Mr Lavery said: "It looks very much as if it's a powder keg. I'm worried a member of staff is going to get seriously harmed."
It is unclear if there has been a genuine increase in violence, or whether there has simply been greater scrutiny since privatisation.
The Ministry of Justice, which holds the figures on the number of assaults, has refused to release them for the period after December 2013.
"Don't get me wrong, it did happen in the Prison Service as well but not in these numbers," Mr Miller said.
"We always felt we were good at interacting with the prisoners and there was a lot of respect both ways."
But he believes there are now too few staff to forge relationships with prisoners and keep control of them.
"When I first went to HMP Northumberland, we had 60 prisoners with a senior officer and five officers running a wing," he said.
By the time he left, this had dropped to two officers in charge of a wing with no senior officer, he said.
Frances Crook, chief executive of campaigning charity the Howard League for Penal Reform, said staffing levels were "particularly concerning".
She said 2014 had been "a year to forget" for the prison.

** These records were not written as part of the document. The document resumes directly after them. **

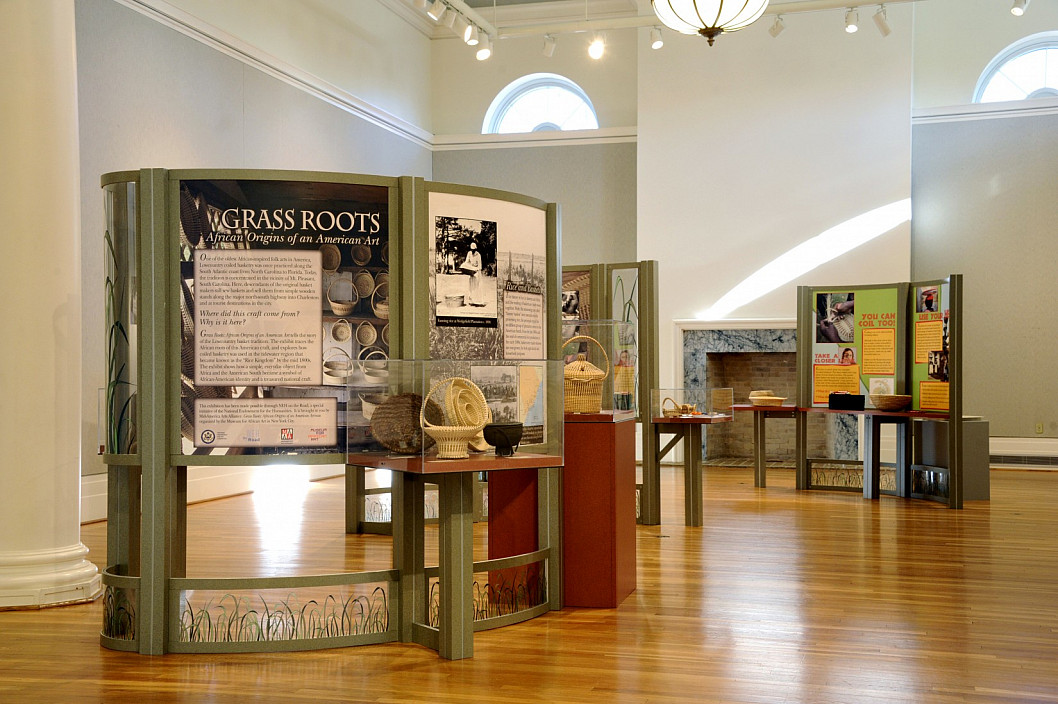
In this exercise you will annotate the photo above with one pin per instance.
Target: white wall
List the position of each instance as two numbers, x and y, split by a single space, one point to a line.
463 87
595 185
764 143
361 47
955 39
149 96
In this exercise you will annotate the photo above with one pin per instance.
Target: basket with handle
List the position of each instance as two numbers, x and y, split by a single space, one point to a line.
583 380
453 440
339 304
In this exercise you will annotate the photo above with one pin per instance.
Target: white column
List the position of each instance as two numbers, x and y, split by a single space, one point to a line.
42 560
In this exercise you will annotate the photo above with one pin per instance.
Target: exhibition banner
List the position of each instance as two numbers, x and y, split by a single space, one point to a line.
285 299
929 372
855 344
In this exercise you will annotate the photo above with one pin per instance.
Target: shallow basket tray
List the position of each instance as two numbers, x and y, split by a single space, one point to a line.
453 441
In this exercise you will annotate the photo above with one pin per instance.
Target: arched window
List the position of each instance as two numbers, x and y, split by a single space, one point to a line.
1026 69
540 102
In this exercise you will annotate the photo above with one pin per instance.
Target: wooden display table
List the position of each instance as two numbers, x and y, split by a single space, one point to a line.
599 508
453 636
761 415
872 450
689 430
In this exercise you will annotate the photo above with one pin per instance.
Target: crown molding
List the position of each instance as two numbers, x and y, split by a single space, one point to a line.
187 24
1042 106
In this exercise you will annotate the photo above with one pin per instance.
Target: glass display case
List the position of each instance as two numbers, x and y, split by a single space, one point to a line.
613 346
442 415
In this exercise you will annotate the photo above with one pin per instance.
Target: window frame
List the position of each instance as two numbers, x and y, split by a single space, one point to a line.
509 96
1041 40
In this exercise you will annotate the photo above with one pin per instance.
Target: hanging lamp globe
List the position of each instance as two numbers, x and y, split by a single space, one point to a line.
710 18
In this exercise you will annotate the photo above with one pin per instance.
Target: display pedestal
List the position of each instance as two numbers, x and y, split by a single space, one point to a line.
599 508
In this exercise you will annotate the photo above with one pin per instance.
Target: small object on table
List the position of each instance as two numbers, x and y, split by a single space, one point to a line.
765 397
891 401
504 436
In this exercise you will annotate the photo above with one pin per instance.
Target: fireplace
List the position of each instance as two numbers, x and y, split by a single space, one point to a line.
753 358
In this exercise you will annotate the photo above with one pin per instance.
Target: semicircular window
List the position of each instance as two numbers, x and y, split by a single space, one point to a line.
1026 69
540 102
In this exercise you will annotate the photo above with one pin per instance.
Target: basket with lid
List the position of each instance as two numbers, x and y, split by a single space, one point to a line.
583 380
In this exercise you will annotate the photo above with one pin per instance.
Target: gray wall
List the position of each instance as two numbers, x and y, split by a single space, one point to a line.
150 96
595 184
985 195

In a statement, Sodexo said it constantly reviewed staffing levels and had hired 27 new officers as a result.
Sir Alan Beith, the Liberal Democrat MP whose Berwick constituency includes the prison and who is chair of the Justice Committee, said staffing was a concern.
But he pointed out that when the HMP Northumberland contract was put out to tender, the public sector bid also included a planned staff reduction of 200.
"I visit a lot of prisons, some of them are public sector, some of them are private sector and there's good and bad in both," he said.
"The thing that tends to make prisons not work well is the immediate aftermath of any kind of change.
"There has been a general increase in violence across the prison system and it's clearly affected HMP Northumberland."
Staff cuts have been made across the board and government figures recently released showed a 15% increase in attacks on officers across the prison system, since the coalition came into power.
Sodexo sees some of the criticism it has received over its running of HMP Northumberland as unfair.
In a statement, the company said: "We're disappointed with the negative perception of HMP Northumberland when our experienced staff do fantastic work in a challenging environment.
"Our highest priority is to run a safe prison and this is never an area of compromise.
"Criticism of staffing levels has taken the focus away from HMP Northumberland as a working prison.
"We are committed to reducing reoffending and more prisoners are now working in the prison for longer hours than ever before as part of our resettlement strategy."
The public will get a sense of the current situation in the jail next month, when inspectors who visited in September publish their report.
As staff cuts take place across UK prisons, the conclusions they reach may provide valuable lessons for the whole system.